The described device that file exports to tape includes: select module, for from described stub file collection
In select at least one to derive to tape stub file form stub file subset, wherein, described in deposit
The total amount of data in root subset of the file and the sub-single-instance storehouse corresponding with described stub file subset is little
In the capacity of a tape, described sub-single-instance storehouse includes by the counterfoil literary composition in described stub file subset
The all single data block that part is quoted;Perform module, be connected with described selection module, for by described
Stub file subset and described sub-single-instance storehouse are derived to a tape;And judge module, with institute
State execution module and described selection module connects, be used for judging whether described stub file collection includes not yet leading
Go out the stub file to tape.
For the above-mentioned device that file is exported to tape, in a kind of possible implementation, described in hold
Row module includes: amendment unit, is connected with described selection module, in described stub file subset
Stub file in finger print data modify, so that the positional information in amended finger print data
Represent the data block corresponding with the described finger print data position in described sub-single-instance storehouse;Derive single
Unit, is connected with described amendment unit, for the described stub file subset having carried out described amendment being derived
Derive to described tape to described tape and by described sub-single-instance storehouse.

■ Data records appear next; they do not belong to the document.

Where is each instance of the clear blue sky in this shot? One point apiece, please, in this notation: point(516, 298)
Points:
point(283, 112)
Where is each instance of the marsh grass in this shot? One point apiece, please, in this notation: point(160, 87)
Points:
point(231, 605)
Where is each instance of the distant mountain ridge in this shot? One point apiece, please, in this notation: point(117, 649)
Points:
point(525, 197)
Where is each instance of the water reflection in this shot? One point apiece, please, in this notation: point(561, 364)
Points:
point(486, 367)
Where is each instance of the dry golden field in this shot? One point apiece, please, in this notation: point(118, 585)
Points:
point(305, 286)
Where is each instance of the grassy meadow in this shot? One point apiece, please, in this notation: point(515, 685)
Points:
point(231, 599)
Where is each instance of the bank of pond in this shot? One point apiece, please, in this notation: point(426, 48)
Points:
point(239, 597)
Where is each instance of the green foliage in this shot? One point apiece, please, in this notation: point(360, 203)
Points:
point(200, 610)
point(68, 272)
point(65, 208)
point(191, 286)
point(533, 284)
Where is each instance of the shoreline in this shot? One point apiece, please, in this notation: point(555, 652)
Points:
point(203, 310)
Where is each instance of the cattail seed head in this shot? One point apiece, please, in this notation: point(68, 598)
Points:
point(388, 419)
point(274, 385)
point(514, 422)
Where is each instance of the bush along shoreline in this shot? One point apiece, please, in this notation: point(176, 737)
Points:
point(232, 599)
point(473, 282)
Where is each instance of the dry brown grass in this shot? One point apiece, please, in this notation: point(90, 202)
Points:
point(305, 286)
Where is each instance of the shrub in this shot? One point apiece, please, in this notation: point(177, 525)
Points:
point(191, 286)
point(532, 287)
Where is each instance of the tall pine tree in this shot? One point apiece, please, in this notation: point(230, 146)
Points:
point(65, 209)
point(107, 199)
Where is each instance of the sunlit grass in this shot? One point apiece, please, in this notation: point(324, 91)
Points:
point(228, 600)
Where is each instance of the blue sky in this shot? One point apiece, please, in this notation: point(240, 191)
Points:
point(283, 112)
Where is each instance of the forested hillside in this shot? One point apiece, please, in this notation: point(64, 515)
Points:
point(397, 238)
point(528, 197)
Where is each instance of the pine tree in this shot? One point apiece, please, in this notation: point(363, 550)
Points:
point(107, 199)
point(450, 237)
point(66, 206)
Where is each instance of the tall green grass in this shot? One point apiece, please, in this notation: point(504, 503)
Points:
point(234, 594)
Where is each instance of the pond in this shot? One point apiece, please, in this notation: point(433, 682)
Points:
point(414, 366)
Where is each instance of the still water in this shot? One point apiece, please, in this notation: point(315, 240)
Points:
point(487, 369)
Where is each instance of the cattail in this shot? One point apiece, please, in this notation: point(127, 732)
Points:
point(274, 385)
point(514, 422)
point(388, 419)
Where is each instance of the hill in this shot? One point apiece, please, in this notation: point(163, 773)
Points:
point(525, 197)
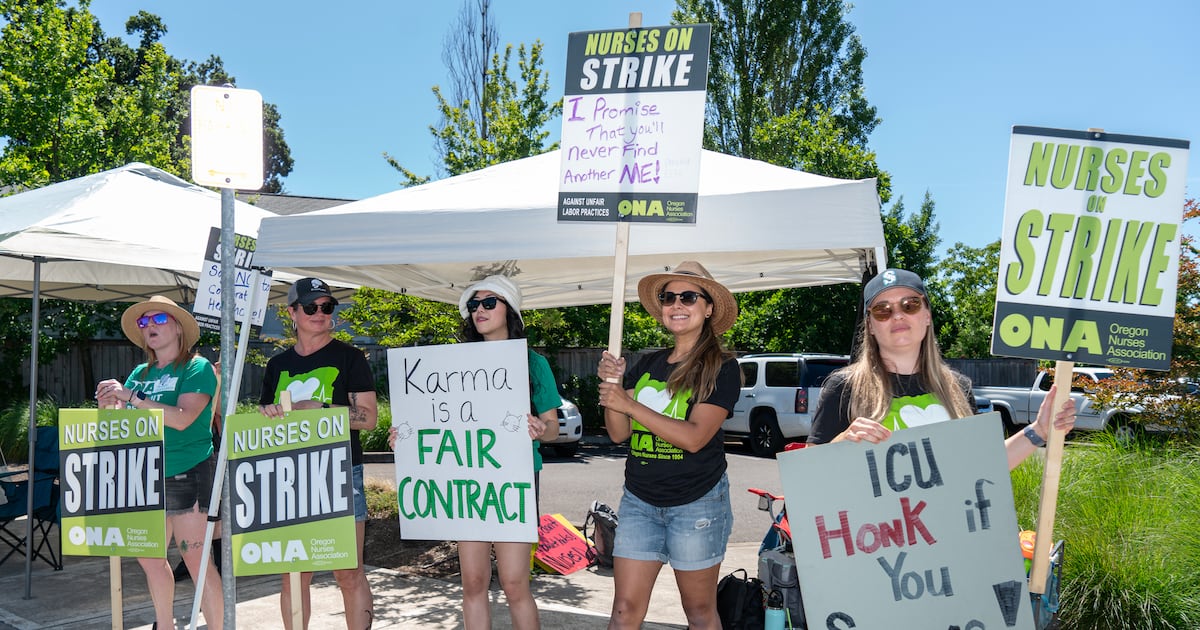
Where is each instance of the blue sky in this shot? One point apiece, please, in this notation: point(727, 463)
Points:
point(949, 79)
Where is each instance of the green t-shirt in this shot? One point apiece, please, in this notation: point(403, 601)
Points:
point(543, 394)
point(192, 445)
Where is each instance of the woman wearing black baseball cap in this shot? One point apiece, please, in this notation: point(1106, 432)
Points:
point(670, 408)
point(899, 379)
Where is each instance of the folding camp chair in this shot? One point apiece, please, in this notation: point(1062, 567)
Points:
point(45, 472)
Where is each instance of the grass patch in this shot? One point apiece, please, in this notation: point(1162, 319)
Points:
point(1132, 528)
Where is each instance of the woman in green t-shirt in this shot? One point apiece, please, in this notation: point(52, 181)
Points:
point(183, 385)
point(491, 311)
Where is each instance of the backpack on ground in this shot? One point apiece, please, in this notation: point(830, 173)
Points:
point(739, 601)
point(777, 570)
point(600, 531)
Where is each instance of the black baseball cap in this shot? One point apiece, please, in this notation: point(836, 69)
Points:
point(306, 291)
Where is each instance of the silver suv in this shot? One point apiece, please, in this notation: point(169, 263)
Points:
point(779, 397)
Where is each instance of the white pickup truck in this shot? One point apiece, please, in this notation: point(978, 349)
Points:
point(1019, 406)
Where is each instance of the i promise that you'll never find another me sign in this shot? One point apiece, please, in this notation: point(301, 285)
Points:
point(291, 492)
point(463, 454)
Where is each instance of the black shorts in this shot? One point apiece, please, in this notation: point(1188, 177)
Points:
point(190, 489)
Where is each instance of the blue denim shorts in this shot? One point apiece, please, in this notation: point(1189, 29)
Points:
point(191, 489)
point(360, 496)
point(689, 538)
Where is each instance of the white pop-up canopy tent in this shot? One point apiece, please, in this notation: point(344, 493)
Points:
point(119, 235)
point(759, 227)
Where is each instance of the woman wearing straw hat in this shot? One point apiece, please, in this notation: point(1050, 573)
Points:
point(491, 311)
point(899, 378)
point(676, 504)
point(183, 387)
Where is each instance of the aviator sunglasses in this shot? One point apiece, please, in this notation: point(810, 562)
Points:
point(487, 304)
point(688, 298)
point(882, 310)
point(311, 309)
point(157, 318)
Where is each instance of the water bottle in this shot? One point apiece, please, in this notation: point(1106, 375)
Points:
point(774, 611)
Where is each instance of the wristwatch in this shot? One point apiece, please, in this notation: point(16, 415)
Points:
point(1032, 436)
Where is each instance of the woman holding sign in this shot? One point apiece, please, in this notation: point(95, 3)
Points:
point(676, 505)
point(491, 311)
point(319, 371)
point(899, 377)
point(183, 387)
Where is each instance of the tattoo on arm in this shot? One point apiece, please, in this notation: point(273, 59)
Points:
point(358, 415)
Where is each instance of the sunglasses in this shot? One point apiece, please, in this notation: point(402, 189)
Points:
point(688, 298)
point(157, 318)
point(910, 305)
point(311, 309)
point(486, 303)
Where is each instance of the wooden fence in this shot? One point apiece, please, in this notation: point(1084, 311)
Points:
point(66, 377)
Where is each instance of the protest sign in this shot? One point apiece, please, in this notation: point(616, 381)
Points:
point(917, 532)
point(463, 453)
point(208, 293)
point(562, 547)
point(1090, 250)
point(291, 492)
point(633, 124)
point(112, 483)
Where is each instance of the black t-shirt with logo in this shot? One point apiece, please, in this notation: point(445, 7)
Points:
point(657, 471)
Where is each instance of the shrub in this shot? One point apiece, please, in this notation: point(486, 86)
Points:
point(1132, 532)
point(586, 394)
point(15, 427)
point(381, 501)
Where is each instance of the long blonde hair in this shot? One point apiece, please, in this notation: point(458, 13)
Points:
point(871, 387)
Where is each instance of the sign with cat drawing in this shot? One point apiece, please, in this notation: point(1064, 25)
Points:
point(463, 454)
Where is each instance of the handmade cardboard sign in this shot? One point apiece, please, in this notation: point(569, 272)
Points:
point(1089, 257)
point(633, 124)
point(922, 527)
point(562, 547)
point(463, 453)
point(112, 483)
point(291, 492)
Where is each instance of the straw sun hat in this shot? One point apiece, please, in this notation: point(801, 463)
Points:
point(725, 307)
point(191, 330)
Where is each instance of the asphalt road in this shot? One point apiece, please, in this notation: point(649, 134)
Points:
point(569, 485)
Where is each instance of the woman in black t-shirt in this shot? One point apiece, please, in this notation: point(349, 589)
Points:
point(671, 406)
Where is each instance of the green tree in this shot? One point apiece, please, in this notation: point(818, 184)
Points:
point(967, 275)
point(769, 58)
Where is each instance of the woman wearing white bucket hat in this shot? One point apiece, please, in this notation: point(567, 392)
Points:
point(491, 311)
point(670, 408)
point(183, 387)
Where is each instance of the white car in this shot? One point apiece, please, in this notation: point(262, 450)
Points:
point(570, 430)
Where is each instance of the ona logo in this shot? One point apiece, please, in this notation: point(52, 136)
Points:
point(273, 551)
point(108, 537)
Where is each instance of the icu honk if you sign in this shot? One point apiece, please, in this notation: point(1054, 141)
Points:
point(1090, 252)
point(291, 492)
point(633, 124)
point(917, 532)
point(463, 454)
point(112, 497)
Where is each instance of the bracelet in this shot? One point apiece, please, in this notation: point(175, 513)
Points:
point(1032, 436)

For the above-mentioned device that file is exported to tape, in a kind of possible implementation, also include
Restoration module, described restoration module is connected with described execution module, and described restoration module is configured to:
Determining the first data block in described sub-single-instance storehouse, wherein, described first data block is for by an institute
State the data block that stub file is quoted;By in the stub file in described stub file subset with described first
Finger print data corresponding to data block replaces with described first data block, by described first data block from described son
Single-instance storehouse removes, and the described stub file subset output after replacing is to described amendment unit.
For the above-mentioned device that file is exported to tape, in a kind of possible implementation, described choosing
Select module to include: candidate subset selects unit, select predetermined quantity for concentrating from described stub file
Derive the stub file composition candidate subset to tape;Computing unit, selects single with described candidate subset
Unit connects, for calculating described candidate subset and the sub-single-instance of the candidate corresponding with described candidate subset
The total amount of data in storehouse, wherein, described candidate sub-single-instance storehouse includes by the counterfoil in described candidate subset
The all single data block that file is quoted;And determine unit, it is connected with described computing unit, is used for
In the case of the total amount of data calculated at described computing unit is not more than the capacity of a tape, by institute
State candidate subset and be defined as described stub file subset, otherwise remove a counterfoil literary composition from described candidate subset
Part.
For the above-mentioned device that file is exported to tape, in a kind of possible implementation, described time
Subset is selected to select unit to be configured to: concentrating according to described stub file to derive the stub file to tape
Preservation order, select successively predetermined quantity stub file form described candidate subset;Or according to institute
State stub file concentration and to derive the data block shared relationship between the stub file of tape, select predetermined
The stub file that the shared data block of quantity is most forms described candidate subset.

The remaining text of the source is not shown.